Qué privilegio contar con su poesía reunida por Luis Mario Schneider en 1981 y con un heredero como su sobrino Carlos Pellicer López, que ha organizado el archivo del poeta como no siempre ocurre.
Uno de los alumnos de Pellicer en la emblemática preparatoria de San Ildefonso, Octavio Paz, ha escrito algunas de las páginas más luminosas sobre su maestro al hacernos ver que en sus versos nunca aparece la conciencia y la reflexión: es un poeta, nos dice Paz con exactitud, que no razona ni predica: canta.
Decía Octavio Paz que nuestro primer poeta realmente moderno fue Carlos Pellicer: cuando sus compañeros de generación aún merodeaban en la retórica de González Martínez o seguían encandilados por el esplendor moribundo del simbolismo francés, Pellicer echa a volar sus primeras y memorables imágenes, con la alegría de aquel que regresa a su tierra con pájaros nunca vistos.
La poesía de Pellicer que canta y cuenta nos hace ver todos los pliegues que dan forma al mundo.
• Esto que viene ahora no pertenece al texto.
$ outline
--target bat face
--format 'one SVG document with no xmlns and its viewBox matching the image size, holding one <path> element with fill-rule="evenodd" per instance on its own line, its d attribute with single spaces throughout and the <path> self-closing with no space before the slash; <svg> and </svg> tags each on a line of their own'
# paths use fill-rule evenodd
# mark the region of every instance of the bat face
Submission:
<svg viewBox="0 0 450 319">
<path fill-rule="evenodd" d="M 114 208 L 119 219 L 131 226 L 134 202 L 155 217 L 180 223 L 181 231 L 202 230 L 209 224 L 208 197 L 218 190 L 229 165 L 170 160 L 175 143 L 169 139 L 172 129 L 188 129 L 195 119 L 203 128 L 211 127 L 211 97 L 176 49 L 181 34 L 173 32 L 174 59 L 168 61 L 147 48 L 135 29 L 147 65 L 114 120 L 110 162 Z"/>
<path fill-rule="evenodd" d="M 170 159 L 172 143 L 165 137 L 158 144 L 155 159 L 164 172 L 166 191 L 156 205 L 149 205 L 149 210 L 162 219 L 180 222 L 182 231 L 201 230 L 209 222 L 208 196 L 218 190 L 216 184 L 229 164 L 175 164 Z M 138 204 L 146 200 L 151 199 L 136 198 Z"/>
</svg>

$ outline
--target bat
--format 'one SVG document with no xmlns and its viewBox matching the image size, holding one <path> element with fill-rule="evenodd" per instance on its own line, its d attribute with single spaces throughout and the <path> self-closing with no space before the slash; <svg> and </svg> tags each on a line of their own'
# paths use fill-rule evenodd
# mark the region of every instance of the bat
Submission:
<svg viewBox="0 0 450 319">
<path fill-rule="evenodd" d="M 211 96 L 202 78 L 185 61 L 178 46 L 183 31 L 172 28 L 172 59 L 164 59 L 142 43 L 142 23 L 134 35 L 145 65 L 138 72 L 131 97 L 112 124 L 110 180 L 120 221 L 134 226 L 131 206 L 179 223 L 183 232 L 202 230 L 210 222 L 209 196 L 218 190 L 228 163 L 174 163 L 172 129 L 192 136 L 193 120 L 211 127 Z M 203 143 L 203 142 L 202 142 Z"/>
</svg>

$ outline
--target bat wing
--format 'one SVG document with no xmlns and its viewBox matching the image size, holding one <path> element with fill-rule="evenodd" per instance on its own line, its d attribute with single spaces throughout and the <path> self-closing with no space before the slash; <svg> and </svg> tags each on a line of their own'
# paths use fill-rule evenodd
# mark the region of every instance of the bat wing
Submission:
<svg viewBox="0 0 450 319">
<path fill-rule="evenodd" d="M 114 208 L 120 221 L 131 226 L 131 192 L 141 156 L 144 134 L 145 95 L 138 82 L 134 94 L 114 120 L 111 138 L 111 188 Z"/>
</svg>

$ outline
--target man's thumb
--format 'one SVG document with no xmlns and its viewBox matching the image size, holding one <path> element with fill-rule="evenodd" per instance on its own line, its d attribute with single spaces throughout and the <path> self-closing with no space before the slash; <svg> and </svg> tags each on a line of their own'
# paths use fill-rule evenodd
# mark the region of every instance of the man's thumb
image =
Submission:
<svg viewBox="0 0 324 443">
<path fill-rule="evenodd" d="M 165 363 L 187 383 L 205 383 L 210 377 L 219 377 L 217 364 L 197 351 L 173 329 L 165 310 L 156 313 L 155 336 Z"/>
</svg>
Por eso miramos con asombro antiguo la fuerza hidráulica del nopal que multiplica su imagen o al Usumacinta: aquel hondo tumulto de rocas primitivas por donde transcurre el agua.
A ese poeta debemos uno de los mejores acercamientos a lo mexicano: el pueblo mexicano tiene dos obsesiones: su gusto por la muerte y su amor a las flores.
No sorprende que haya escrito que todo lo que yo toque se llenará de sol. Carlos Pellicer fue y sigue siendo un poeta solar.